The CARB plan allocates $25 million for natural gas school bus purchases and $10 million to retrofit existing school buses to reduce emissions. But there is another $15 million reserved to purchase new diesel school buses, a move many critics say is unwarranted and favors International Truck, a manufacturer of diesel school buses which has lobbied the Air Resources Board heavily on this issue.

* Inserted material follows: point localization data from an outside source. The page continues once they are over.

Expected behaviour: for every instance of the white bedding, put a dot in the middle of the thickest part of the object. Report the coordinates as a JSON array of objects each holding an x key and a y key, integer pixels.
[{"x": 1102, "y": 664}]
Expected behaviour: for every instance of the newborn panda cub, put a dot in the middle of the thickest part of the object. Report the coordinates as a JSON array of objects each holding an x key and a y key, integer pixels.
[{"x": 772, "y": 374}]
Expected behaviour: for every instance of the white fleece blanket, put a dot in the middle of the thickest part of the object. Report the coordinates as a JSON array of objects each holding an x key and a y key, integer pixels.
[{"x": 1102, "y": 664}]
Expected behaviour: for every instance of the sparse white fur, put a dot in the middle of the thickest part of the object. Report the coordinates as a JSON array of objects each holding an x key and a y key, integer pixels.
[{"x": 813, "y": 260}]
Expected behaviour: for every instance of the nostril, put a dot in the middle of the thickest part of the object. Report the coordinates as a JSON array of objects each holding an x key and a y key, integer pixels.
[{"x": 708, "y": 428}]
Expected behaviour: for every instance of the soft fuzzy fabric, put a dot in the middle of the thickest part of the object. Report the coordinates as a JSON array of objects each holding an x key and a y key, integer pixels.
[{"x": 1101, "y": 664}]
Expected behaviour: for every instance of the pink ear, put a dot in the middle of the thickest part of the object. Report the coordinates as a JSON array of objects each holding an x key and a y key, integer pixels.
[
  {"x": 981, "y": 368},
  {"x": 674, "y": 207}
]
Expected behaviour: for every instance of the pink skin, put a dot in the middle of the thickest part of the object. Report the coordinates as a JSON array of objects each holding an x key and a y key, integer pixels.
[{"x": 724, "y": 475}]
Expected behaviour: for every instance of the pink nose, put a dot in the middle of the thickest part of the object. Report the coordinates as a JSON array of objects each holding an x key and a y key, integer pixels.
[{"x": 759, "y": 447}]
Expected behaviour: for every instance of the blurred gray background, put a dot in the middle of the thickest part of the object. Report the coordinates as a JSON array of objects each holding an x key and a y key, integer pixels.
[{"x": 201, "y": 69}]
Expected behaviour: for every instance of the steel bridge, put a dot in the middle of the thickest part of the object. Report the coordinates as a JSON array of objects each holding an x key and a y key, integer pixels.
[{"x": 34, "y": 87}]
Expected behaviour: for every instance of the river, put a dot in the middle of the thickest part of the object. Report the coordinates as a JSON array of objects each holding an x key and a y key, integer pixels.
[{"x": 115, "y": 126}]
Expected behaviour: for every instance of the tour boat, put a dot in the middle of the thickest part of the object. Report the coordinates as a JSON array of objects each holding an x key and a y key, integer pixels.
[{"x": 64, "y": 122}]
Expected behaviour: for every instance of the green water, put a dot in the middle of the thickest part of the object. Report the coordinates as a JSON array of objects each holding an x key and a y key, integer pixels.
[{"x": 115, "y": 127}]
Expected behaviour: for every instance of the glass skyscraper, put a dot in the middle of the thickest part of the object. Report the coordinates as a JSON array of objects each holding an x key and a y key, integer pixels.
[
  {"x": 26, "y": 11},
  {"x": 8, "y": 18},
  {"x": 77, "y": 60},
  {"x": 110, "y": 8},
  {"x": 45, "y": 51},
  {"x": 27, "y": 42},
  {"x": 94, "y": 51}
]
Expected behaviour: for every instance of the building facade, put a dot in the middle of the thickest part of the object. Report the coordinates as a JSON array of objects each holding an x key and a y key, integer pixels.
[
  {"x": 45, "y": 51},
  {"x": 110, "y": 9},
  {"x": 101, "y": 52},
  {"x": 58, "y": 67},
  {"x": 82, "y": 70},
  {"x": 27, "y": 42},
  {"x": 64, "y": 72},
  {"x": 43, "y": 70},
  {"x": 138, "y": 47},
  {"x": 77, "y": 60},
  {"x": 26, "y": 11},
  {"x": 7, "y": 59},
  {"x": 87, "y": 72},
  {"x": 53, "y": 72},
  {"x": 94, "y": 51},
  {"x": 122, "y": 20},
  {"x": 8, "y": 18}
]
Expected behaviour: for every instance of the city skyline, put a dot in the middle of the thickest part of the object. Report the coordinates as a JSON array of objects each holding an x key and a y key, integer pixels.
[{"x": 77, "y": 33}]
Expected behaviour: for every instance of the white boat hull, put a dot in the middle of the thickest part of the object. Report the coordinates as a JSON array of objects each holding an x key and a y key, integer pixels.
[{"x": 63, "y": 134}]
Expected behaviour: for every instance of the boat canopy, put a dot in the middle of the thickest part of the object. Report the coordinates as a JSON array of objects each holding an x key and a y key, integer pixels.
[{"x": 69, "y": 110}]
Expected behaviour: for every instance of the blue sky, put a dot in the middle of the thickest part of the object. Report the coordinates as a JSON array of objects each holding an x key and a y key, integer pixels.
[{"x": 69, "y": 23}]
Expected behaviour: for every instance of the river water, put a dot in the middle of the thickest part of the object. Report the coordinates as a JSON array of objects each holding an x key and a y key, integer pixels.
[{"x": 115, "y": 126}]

International Truck manufactures lower-polluting diesel engines and is seeking eligibility for the funds, but to accommodate diesel technology under the incentive funding the environmental standards will need to be relaxed. Although natural gas buses easily meet current low nitrogen oxides standards, no diesel bus -- even with pollution control devices -- has yet to qualify to the standard. Nitrogen oxides are a major contributor to smog.

"This is the first year that funds have been provided to clean up school buses and the environmental community believes future funding is needed for several more years to fully address this problem," said Todd Campbell, Policy Director for the Coalition for Clean Air. "It is critical that we correctly spend Governor Davis' $50 million at the outset by incentivizing the cleanest available technologies."

Numerous groups, including National Institute of Occupational Safety and Health (NIOSH), and the International Agency for Research on Cancer (IARC), have classified diesel exhaust as a probable human carcinogen. In 1998, the California Air Resources Board listed diesel exhaust particulates as a toxic air contaminant. Critics of the staff’s plan are particularly concerned about diesel’s effects on children. Compared with adults, children average a higher breathing rate and receive greater relative doses of any pollutants. Irritation from air pollutants that would produce only a slight response in an adult can result in potentially significant problems for children’s narrow airways and developing lungs.

The California Air Resources Board will decide whether they will follow the ARB staff’s recommendation at a December 7th board hearing. If they choose to do so, they will reverse a policy in place since the Wilson administration that calls for replacing aging school buses with clean, alternative-fuel buses.